Purpose: Chronic ankle instability (CAI) often involves proprioceptive deficits, but the influence of ankle joint alignment on proprioception during dynamic tasks remains unclear.
Methods: 20 university students (12 with CAI, 8 controls) performed a stepping-down task onto a tilting platform that presented four inversion angles (10°, 12°, 14°, 16°) across three ankle joint alignments: inversion (INV), plantarflexion-eversion-abduction (PEB), and dorsiflexion-inversion-adduction (DID). Area under the curve (AUC) scores represented proprioceptive discrimination ability. Two-way mixed ANOVA compared AUC scores across groups and alignments, while Pearson’s correlation examined relationships between Identification of Functional Ankle Instability (IdFAI) scores and AUC.
Results: No significant differences in AUC scores were found between CAI and control groups (p=0.33). However, a significant main effect for ankle joint alignment was observed (p<0.01), with higher AUC scores in the DID alignment compared to PEB alignment (p<0.05). A moderate positive correlation between IdFAI and AUC scores was found only in the CAI group under PEB alignment (r=0.61, p=0.035).

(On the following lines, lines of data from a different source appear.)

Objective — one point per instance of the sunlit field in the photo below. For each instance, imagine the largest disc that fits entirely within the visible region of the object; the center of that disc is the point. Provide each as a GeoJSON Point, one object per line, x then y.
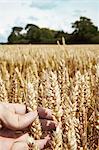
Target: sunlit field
{"type": "Point", "coordinates": [64, 78]}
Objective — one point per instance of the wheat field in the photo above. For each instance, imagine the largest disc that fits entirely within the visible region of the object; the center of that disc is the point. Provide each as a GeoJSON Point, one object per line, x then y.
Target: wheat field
{"type": "Point", "coordinates": [64, 78]}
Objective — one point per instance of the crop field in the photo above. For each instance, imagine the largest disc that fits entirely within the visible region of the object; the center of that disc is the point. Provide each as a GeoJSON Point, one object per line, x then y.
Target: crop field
{"type": "Point", "coordinates": [64, 78]}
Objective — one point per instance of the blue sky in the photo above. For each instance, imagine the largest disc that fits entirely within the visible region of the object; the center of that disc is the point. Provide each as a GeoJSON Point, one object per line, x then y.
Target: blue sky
{"type": "Point", "coordinates": [55, 14]}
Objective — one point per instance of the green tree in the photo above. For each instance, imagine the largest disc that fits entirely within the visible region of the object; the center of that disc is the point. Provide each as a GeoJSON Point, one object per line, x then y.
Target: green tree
{"type": "Point", "coordinates": [84, 30]}
{"type": "Point", "coordinates": [33, 33]}
{"type": "Point", "coordinates": [47, 36]}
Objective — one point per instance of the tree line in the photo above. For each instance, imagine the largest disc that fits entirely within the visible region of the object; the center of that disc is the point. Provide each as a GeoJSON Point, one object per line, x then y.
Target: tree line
{"type": "Point", "coordinates": [85, 32]}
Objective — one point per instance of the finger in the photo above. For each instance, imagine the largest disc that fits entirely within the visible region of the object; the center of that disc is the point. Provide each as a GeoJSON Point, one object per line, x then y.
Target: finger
{"type": "Point", "coordinates": [45, 113]}
{"type": "Point", "coordinates": [16, 121]}
{"type": "Point", "coordinates": [17, 108]}
{"type": "Point", "coordinates": [20, 146]}
{"type": "Point", "coordinates": [48, 125]}
{"type": "Point", "coordinates": [43, 142]}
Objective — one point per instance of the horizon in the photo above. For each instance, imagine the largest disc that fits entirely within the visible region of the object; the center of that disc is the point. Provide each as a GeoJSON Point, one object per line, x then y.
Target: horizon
{"type": "Point", "coordinates": [56, 15]}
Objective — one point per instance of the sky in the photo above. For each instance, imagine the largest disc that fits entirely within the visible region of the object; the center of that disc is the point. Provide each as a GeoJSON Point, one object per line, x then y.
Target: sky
{"type": "Point", "coordinates": [54, 14]}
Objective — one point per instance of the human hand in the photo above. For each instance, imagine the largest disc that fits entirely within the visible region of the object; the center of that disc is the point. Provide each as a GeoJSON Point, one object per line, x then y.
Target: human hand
{"type": "Point", "coordinates": [14, 119]}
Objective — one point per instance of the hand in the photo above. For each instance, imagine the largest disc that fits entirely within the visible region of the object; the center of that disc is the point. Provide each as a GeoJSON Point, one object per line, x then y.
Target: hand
{"type": "Point", "coordinates": [14, 119]}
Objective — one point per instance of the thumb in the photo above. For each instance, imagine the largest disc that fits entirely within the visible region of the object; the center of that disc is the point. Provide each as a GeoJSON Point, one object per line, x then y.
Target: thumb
{"type": "Point", "coordinates": [16, 121]}
{"type": "Point", "coordinates": [20, 146]}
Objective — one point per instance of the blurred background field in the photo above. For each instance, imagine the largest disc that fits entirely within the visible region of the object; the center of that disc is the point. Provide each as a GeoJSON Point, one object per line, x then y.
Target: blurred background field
{"type": "Point", "coordinates": [59, 77]}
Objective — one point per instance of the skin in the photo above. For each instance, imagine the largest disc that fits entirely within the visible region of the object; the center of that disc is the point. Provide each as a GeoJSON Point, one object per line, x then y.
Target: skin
{"type": "Point", "coordinates": [14, 119]}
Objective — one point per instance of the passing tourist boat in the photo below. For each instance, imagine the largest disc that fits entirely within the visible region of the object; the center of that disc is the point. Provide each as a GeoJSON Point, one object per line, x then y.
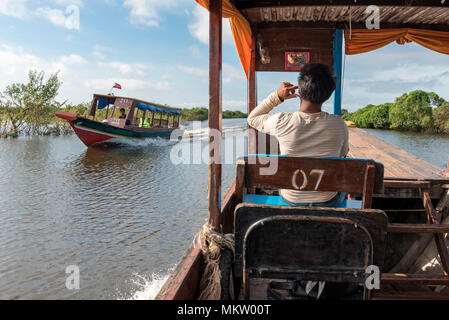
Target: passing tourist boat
{"type": "Point", "coordinates": [256, 246]}
{"type": "Point", "coordinates": [141, 120]}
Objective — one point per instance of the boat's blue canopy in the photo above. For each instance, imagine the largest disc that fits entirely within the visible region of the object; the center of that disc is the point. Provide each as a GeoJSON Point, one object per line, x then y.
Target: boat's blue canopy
{"type": "Point", "coordinates": [103, 102]}
{"type": "Point", "coordinates": [143, 106]}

Conclusion: Ankle joint alignment significantly influences proprioceptive discrimination, with better performance in dorsiflexed positions. The absence of group differences suggests that proprioceptive impairments in CAI may be influenced by task-specific demands and centrally mediated adaptations. These findings highlight the importance of considering joint alignment when designing proprioception assessments and rehabilitation interventions, and the need to standardize proprioception assessment methods in both clinical and sports settings.